Every page of the Hortus Romanus collection is a unique work – each illustration is a priceless work of art, Annaliza Borg finds out.
The National Library’s collection of the very rare and impressive Hortus Romanus botanical renderings is being restored by the Book and Paper Conservation Laboratory at Villa Bighi.
Malta has seven volumes from a total of eight in the collection of hand-painted botanical books dating between 1772 and 1793.
Only the New York Public Library has all the eight volumes and Malta’s collection is said to be the second largest. Even famous collections such as the Hunt, Library of Congress and the British Library lack some volumes.
The edition, containing 800 engraved plates showing botanical images, was so small that due to the absolute scarcity of the work, not even the planned 300 copies were actually published. Of the few copies circulated, only a handful were originally coloured.
The Hortus Romanus, considered as one of the few Italian efforts at the publication of colour plate botanical books in the eighteenth century, is generally ascribed to Giorgio Bonelli, an Italian physician and professor of medicine in Rome.
In truth, Bonelli only wrote a short introductory text which was published in Volume I. The vast bulk of the work was by Liberato and Constantio Sabbati, and edited by Niccolo Martellio. The beautiful botanical renderings were mostly engraved by Maddalena Bouchard after the drawings by C. Ubertini. The series was published in Rome by Bouchard et Gravier.
Herbals, whose function was to provide information on the useful properties of plants, were the first illustrated botanical printed works to appear in Western Europe.
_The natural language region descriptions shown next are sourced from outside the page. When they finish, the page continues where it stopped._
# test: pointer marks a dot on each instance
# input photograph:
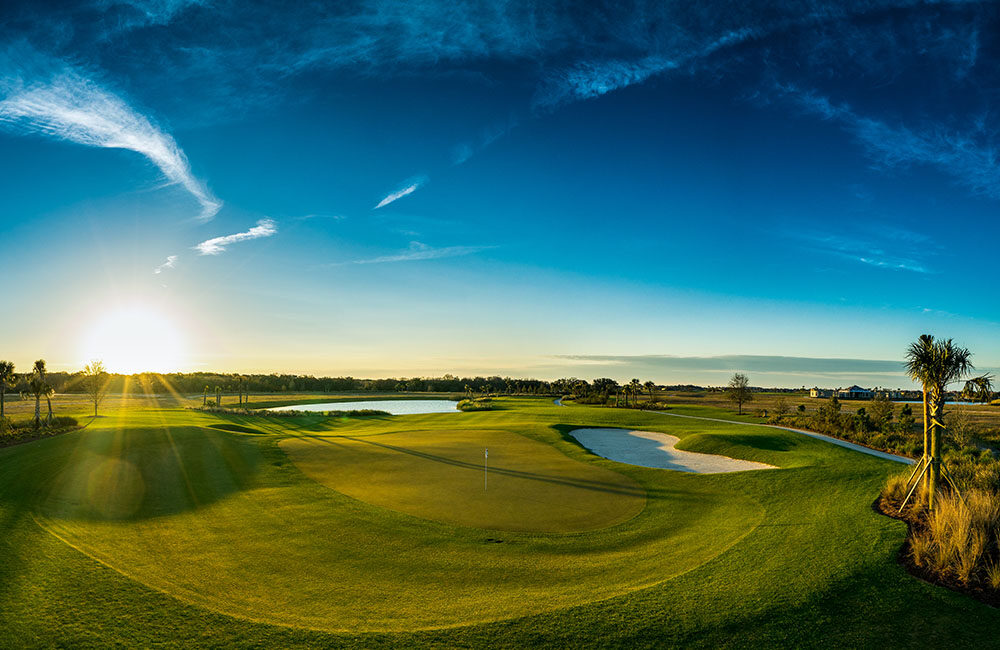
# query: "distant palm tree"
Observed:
(977, 389)
(38, 387)
(7, 378)
(935, 364)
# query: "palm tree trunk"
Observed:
(927, 449)
(935, 473)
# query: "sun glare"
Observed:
(134, 339)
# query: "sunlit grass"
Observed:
(226, 530)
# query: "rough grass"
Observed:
(236, 538)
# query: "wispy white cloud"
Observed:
(868, 252)
(968, 156)
(169, 264)
(68, 106)
(410, 187)
(216, 245)
(326, 217)
(419, 251)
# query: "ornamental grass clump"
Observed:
(959, 541)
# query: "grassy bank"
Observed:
(173, 527)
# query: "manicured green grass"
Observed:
(439, 474)
(155, 526)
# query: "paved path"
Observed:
(653, 449)
(811, 434)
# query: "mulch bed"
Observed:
(915, 523)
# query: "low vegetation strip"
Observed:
(290, 413)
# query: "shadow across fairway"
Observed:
(765, 442)
(115, 475)
(237, 428)
(584, 484)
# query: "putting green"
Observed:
(439, 475)
(226, 522)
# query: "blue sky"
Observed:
(378, 188)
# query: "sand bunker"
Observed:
(651, 449)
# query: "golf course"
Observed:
(172, 526)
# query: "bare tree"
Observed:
(95, 382)
(38, 388)
(739, 390)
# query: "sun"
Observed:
(133, 339)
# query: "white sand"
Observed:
(812, 434)
(651, 449)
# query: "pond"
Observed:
(393, 406)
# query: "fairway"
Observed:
(440, 475)
(314, 531)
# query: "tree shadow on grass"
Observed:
(759, 441)
(583, 484)
(144, 472)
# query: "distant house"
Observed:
(855, 392)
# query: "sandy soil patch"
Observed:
(652, 449)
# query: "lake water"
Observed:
(393, 406)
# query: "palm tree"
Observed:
(7, 378)
(47, 390)
(919, 359)
(38, 388)
(935, 364)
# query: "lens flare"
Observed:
(134, 339)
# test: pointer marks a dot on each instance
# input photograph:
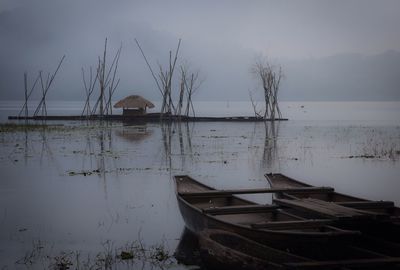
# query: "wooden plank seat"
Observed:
(230, 192)
(327, 209)
(292, 224)
(367, 204)
(240, 209)
(373, 262)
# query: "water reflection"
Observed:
(188, 252)
(270, 157)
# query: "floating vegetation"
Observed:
(109, 258)
(99, 171)
(13, 127)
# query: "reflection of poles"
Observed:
(101, 165)
(46, 149)
(270, 153)
(189, 136)
(166, 135)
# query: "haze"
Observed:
(329, 50)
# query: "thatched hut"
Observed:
(134, 105)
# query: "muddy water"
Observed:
(78, 192)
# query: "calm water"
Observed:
(78, 191)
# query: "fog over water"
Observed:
(80, 192)
(329, 50)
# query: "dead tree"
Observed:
(270, 80)
(163, 79)
(27, 94)
(45, 88)
(257, 113)
(106, 82)
(89, 88)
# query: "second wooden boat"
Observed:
(203, 207)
The sixteenth century voyages of discovery brought an influx of plants to Europe from all over the world. Notably among these were the tomato and tobacco from the New World and the tulip from the east.
Wealthy flower enthusiasts bred and proudly displayed these exotic specimens in splendid flower gardens. This new interest in the decorative qualities of plants led to the appearance early in the seventeenth century of forilegia – picture books of ornamental plants, rather than the useful plants of the older herbals.
The introduction of the Linnaean sexual system of plant classification in 1737 by Swedish botanist Carl Linneaus, and its almost universal acceptance, gave a tremendous impetus to the production of illustrated botanical books. As a result of improved printing techniques, botanical depiction in the latter half of the eighteenth century saw the marriage of beauty and scientific accuracy.
The Book and Paper Conservation Laboratory, managed by Joseph Schiro, is restoring old collections of books and fine art prints housed at the Fine Arts Museum and the National Library.
Among the books that are being restored are 20 volumes of Shakespeare works in French which date back to 1728. The books’ pages were being held together with a rubber band because their binding had come apart. Each insect hole in the books is being infilled manually with paper pulp.